There’s plenty of motivation still on the table for the Falcons. Air Force had the goal of being undefeated. That can’t happen anymore, but the rest is possible.
“Obviously, the Commander-in-Chief’s Trophy – that’s usually our No. 1, and that’s my No. 1, I’d love to get back to the White House,” Kauth said. “And the Mountain West, I think, is still up for grabs. Boise State is going to be a big game for us.”
Coach Troy Calhoun believes in this team. On a couple of occasions this week, practically unsolicited, he gushed about the character of this year’s squad.
“This team as a whole has as much – and I’ve been around fine squads – this group has as much pure grit and guts and fortitude as any group I’ve ever been around,” Calhoun said. “They have a ton of guts, we’re going to have to reach down and grab every bit of them.
“They have a great, great work ethic.
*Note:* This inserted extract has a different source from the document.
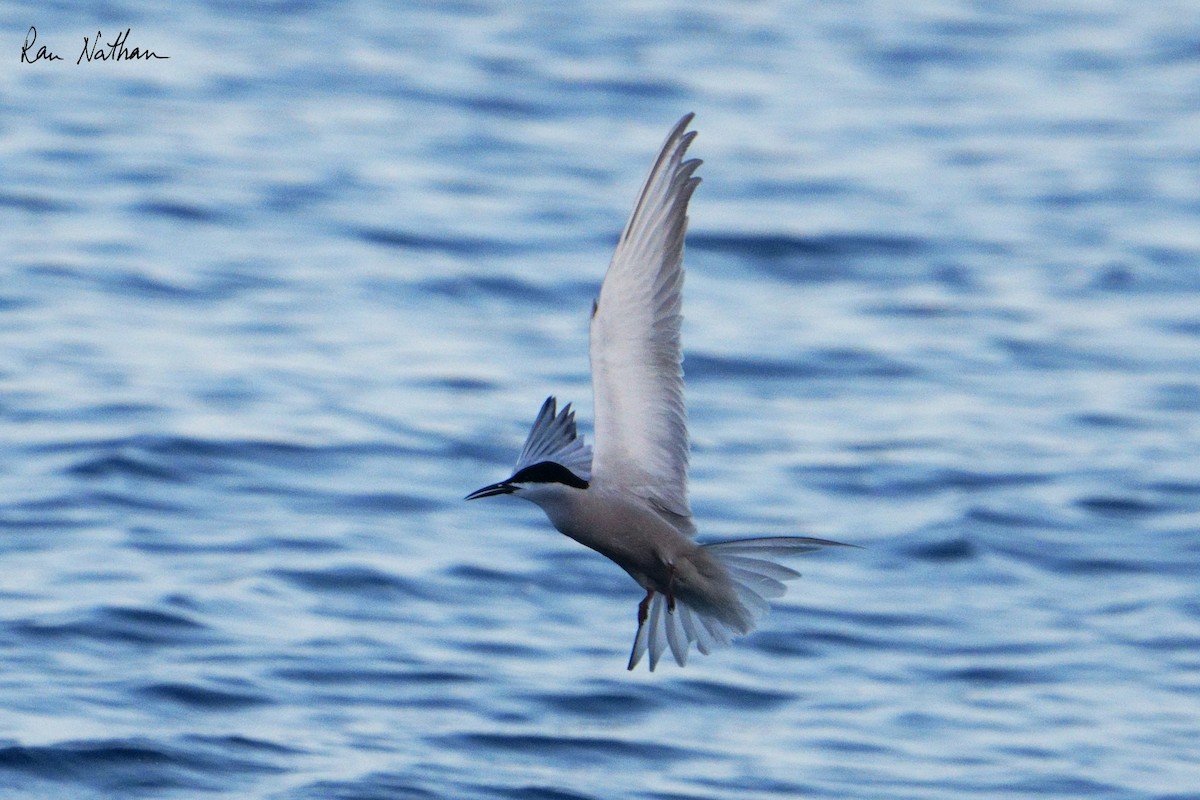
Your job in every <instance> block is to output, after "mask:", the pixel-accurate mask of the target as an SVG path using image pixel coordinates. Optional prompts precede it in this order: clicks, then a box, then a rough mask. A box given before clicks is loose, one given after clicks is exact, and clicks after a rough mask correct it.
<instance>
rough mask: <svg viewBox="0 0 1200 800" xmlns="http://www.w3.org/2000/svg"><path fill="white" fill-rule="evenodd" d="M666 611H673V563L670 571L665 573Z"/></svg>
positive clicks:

I can tell it’s important to them. Over the next 10 weeks they’re going to need every bit of the intestines, the flesh, the soul – they’re going to need all of it.”
Losing reveals a lot, and the loss against TCU was tough. But one of the things Calhoun also has noticed about this year’s team is a special chemistry and cohesion that should help it through adversity.
“They have a good bond about them,” Calhoun said.
The rebirth of the season will come in many ways. On Monday, strength and conditioning coach Matt McGettigan rounded up the seniors and told them to get back to basics, to start preparing with a single-minded intensity.
“With the stretch we have in front of us coming up, just refocus,” defensive end Ben Kopacka said of McGettigan’s message. “His biggest thing was, start winning on Monday, and you’ll win on Saturday.”
The TCU game isn’t going to be erased from Air Force’s record, but starting today, the Falcons can start to separate themselves from it.
“It’s behind us now,” Kopacka said. “We had an opportunity, we didn’t take advantage of it and it’s in the past. You can’t change anything in the past.”